Hou Tu (Hanzi=后土; lit. "Penguasa Bumi" atau "Dewi Bumi") adalah dewa alam yang dipuja secara resmi hingga akhir masa kekaisaran Tiongkok. Ia juga disebut Dizhi (地祗) dan merupakan persamaan dari Taiyi (Hanzi=太一; lit. "Persatuan Agung"), mewakili Surga. Pemujaan untuknya dilakukan di musim panas. Pada masa Dinasti Han (前漢) (206 SM - 8 M), altar untuknya didirikan di dalam lingkungan ibu kota, terutama di sebelah selatan.[1] Gendernya Hou Tu tidak tetap, sering kali dianggap sebagai dewa dan terkadang sebagai dewi. Sebagai dewi, ia juga disebut Hou Tu Niang Niang (厚土娘娘).[2] Ia disembah Kaisar Wu dari Han sekitar tahun 113 SM.[3]
Legenda
Putra Gong Gong
Naskah Lǐjì (禮記), Bab Jifa (祭法), menyebutkan Hou Tu sebagai putra dari Gong Gong (共工) yang menguasai sembilan provinsi. Ia bertugas menyamaratakan (ping 平) semua wilayah di dalam kerajaan, itulah sebabnya ia dipuja sebagai dewa tanah.[1]
Peta Sungai Kuning
Houtu muncul dalam beberapa legenda mengenai banjir Sungai Kuning. Yu Agung awalnya tidak berhasil membuat terusan yang menghubungkan Sungai Kuning ke laut karena ia menggali ke arah yang salah. Ibu Suci Houtu kemudian membuat peta Peta Sungai Kuning dan menyuruh burung utusannya untuk menyampaikan kepada Yu.
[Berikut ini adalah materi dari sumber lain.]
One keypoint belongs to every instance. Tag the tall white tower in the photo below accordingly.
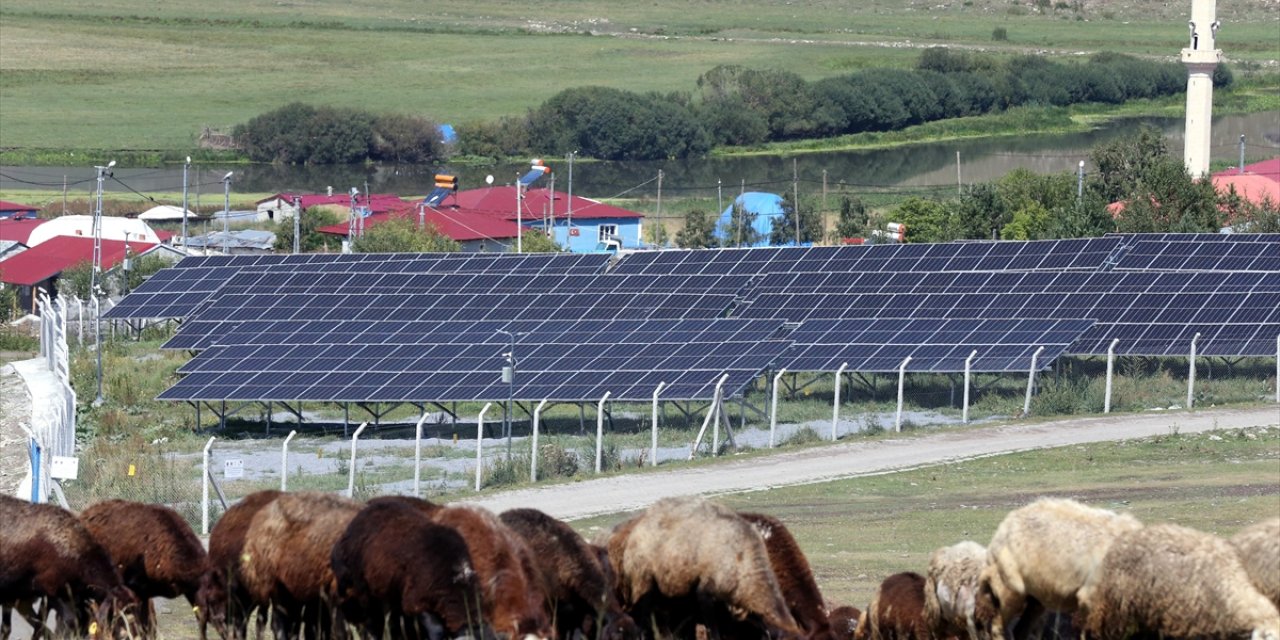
(1201, 59)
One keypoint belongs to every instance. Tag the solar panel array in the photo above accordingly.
(462, 361)
(1202, 256)
(935, 344)
(1152, 314)
(182, 289)
(394, 328)
(1083, 254)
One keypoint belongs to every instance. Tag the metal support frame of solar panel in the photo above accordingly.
(179, 291)
(357, 297)
(958, 256)
(935, 344)
(1153, 314)
(1201, 256)
(1197, 237)
(462, 361)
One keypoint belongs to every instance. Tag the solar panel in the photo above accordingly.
(956, 256)
(935, 344)
(182, 289)
(1201, 256)
(462, 361)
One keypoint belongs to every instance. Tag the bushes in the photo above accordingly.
(298, 133)
(731, 105)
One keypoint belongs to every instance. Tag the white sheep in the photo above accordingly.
(1173, 581)
(1045, 553)
(951, 592)
(1258, 547)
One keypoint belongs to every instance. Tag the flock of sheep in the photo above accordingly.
(318, 565)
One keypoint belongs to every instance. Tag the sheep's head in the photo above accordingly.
(211, 602)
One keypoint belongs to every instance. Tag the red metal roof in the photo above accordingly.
(18, 231)
(53, 256)
(457, 224)
(378, 202)
(1267, 169)
(501, 201)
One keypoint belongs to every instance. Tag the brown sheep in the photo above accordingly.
(1258, 548)
(1174, 581)
(46, 553)
(684, 548)
(844, 622)
(152, 547)
(795, 579)
(951, 592)
(511, 593)
(286, 560)
(896, 612)
(574, 580)
(1041, 556)
(222, 598)
(393, 560)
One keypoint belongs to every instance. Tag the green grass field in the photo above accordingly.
(858, 531)
(129, 74)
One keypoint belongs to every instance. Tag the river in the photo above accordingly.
(908, 167)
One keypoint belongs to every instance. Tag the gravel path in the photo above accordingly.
(863, 457)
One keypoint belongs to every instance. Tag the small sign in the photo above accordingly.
(64, 467)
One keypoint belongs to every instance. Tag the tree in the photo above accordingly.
(402, 234)
(699, 231)
(926, 220)
(312, 219)
(1119, 163)
(140, 269)
(76, 280)
(406, 138)
(538, 242)
(656, 233)
(739, 231)
(978, 211)
(1166, 199)
(853, 218)
(784, 231)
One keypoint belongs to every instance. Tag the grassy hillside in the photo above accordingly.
(132, 74)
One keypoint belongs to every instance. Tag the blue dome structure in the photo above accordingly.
(766, 206)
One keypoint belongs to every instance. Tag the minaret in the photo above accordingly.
(1201, 59)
Ia harus menggali ke timur sehingga diperoleh terusan yang benar.[4]
Zhang Ming De
Pada masa Dinasti Zhou, Zhang Ming De merupakan seorang pelayan sederhana pada sebuah rumah tangga pemilik tanah yang kaya-raya. Tuan Shang bermaksud menikahkan putri bungsunya dengan kerabat yang jauh, ia memerintah Zhang Ming De untuk mengawalnya selama perjalanan. Di tengah perjalanan, tiba-tiba turun badai salju dan gadis tersebut hampir meninggal karena kedinginan. Zhang Ming De bergegas melepas seluruh pakaiannya untuk ia tutupkan pada putri tuannya. Meskipun si gadis selamat, Zhang Ming De sendiri meninggal. Tak lama setelah kematian Zhang, di langit muncul enam huruf 南天門大仙福德神 (Pintu Langit Selatan Dewa Fu De). Tuan Shang merasa sangat bersyukur kepada Zhang Ming De karena telah menyelamatkan hidup putrinya kemudian membangun sebuah kuil untuk menghormatinya. Sebelum akhir masa Dinasti Zhou, ia dikenal sebagai Hou Tu, tetapi kini lebih dikenal sebagai Fu De Zheng Shen.[5]
Legenda Tembok Raksasa China
Pada masa Dinasti Qin, banyak masyarakat awam yang ditangkap untuk bekerja paksa dalam proyek pembangunan Tembok Panjang Tiongkok. Banyak pria-pria dewasa dari Mengjiang yang akhirnya tewas dalam proyek ini. Para wanita dari Mengjiang berdukacita sehingga mereka menangis sepanjang perjalanan mereka menuju lokasi pembangunan. Setelah melalui perjalan panjang yang sukar, mereka berhasil mencapai Tembok Besar dan melihat tulang-belulang putih berserakan, tidak dapat teridentifikasi lagi. Seorang pria tua berambut serta berjanggut kelabu tiba-tiba muncul dan berkata, "Teteskan darahmu pada tulang. Jika tulang itu berubah warna, tulang itu adalah tulang kerabatmu." Banyak yang mengikuti petunjuk itu sehingga mereka berhasil menemukan tulang-belulang keluarga mereka. Kisah tersebut melahirkan legenda mengenai Hou Tu.[5]
Kultus
Houtu mulai dipuja semenjak pemerintahan Kaisar Wu dari Han pada tahun 113 SM.[3][6] Awalnya ia dipuja sebagai satu sosok dewa bumi.[7]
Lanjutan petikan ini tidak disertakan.